Na verdade, o amor é aspecto de um fenômeno humano mais abrangente que vim
a chamar de autotranscendência.[1]
Com este termo desejo expressar que o ser humano sempre se relaciona e está
orientado em direção a algo externo a si. O homem não está, como algumas
teorias motivadoras da atualidade gostariam de nos fazer crer, preocupado
basicamente em gratificar necessidades e satisfazer impulsos e instintos e, em
assim procedendo, manter ou recuperar a homeostase, isto é, o equilíbrio
interior, um estado sem tensões. Por mérito da qualidade de autotranscendência
da realidade humana, o homem está preocupado basicamente em ir além de si
mesmo, seja na direção de um significado que ele queira preencher, ou na direção
de um outro ser humano a quem ele deseje encontrar no plano amoroso. Em outras
palavras, a autotranscendência manifesta-se através do serviço a uma causa ou
pelo amor a uma outra pessoa.
O encontro amoroso, no entanto, impede que se considere e se utilize outro
ser humano como um meio para atingir um
fim. Ele impede, por exemplo, que usemos alguém como um mero instrumento para
reduzir as tensões provocadas e criadas pelos impulsos e instintos libidinosos
ou agressivos. Tal atitude para com o parceiro é, de qualquer modo, uma
distorção do sexo humano.
Isto se deve ao fato de que o sexo
humano é sempre mais do que simples sexo, e é mais do que simples sexo
precisamente na medida em que serve e funciona como a expressão física de algo metassexual, a saber, a expressão física
do amor. E somente na medida em que o sexo desempenha esta função de
corporificação, de encarnação do amor - apenas
então ele também atinge o clímax de uma experiência verdadeiramente
recompensadora. Assim, Maslow estava certo ao ter salientado que as pessoas que
não sabem amar nunca extraem do sexo a mesma emoção como as que amam. E dentre
aqueles fatores que mais contribuíram para enaltecer a potência ao grau mais
elevado, segundo 20.000 leitores de uma revista americana de psicologia que
responderam a um questionário sobre o assunto, estava o romantismo, quer dizer,
algo que se aproxima do amor.
É claro que não há muita precisão em dizer que somente o sexo humano é mais
do que mero sexo. Conforme Irenaeus Eibl-Eibesfeldt [2] evidenciou, em alguns vertebrados, o comportamento sexual serve
à coesão grupal, e este é particularmente o caso dos primatas que vivem em
bandos: assim, em determinados símios, a relação sexual às vezes supre de forma
exclusiva uma finalidade social. Nos humanos, afirma Eibl-Eibesfeldt, não há
dúvida de que a relação sexual serve à propagação da espécie, mas também à
relação monogâmica entre os parceiros.
Porém, embora o amor seja um fenômeno humano por sua própria natureza, a
humanidade do sexo é apenas o resultado de um processo de desenvolvimento - é o
produto do amadurecimento progressivo.[3]

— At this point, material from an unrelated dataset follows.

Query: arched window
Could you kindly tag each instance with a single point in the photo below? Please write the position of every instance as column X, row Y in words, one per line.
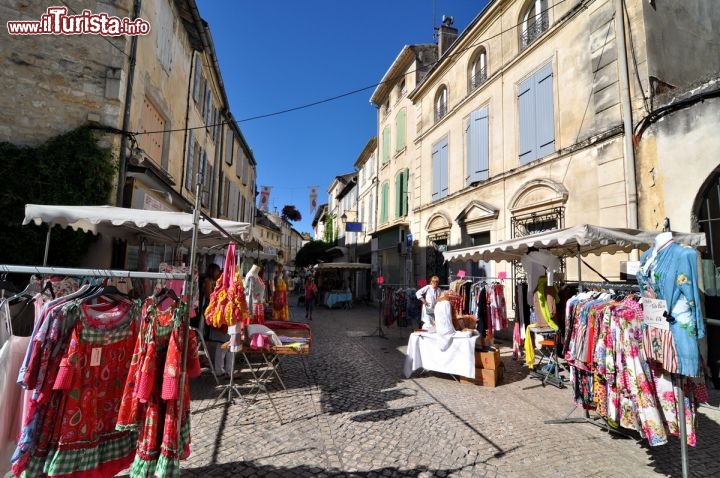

Comecemos com a diferenciação feita por Sigmund Freud entre a finalidade dos impulsos e instintos e o
seu objeto: poder-se-ia dizer que a
finalidade do sexo é a redução das tensões sexuais, ao passo que o seu objeto é
o parceiro sexual. Porém, no meu modo de ver, isto só se aplica à sexualidade
neurótica. Para a pessoa madura, o parceiro não é de forma alguma um “objeto”;
a pessoa madura, ao contrário, vê nele um outro sujeito, um outro ser humano,
em sua própria humanidade; e, se realmente o amar, até mesmo percebe nele uma
outra pessoa, o que significa que o
vê em sua singularidade - e só o amor capacita uma pessoa a captar outra pessoa
nessa mesma singularidade que constitui a pessoalidade de um ser humano.[4]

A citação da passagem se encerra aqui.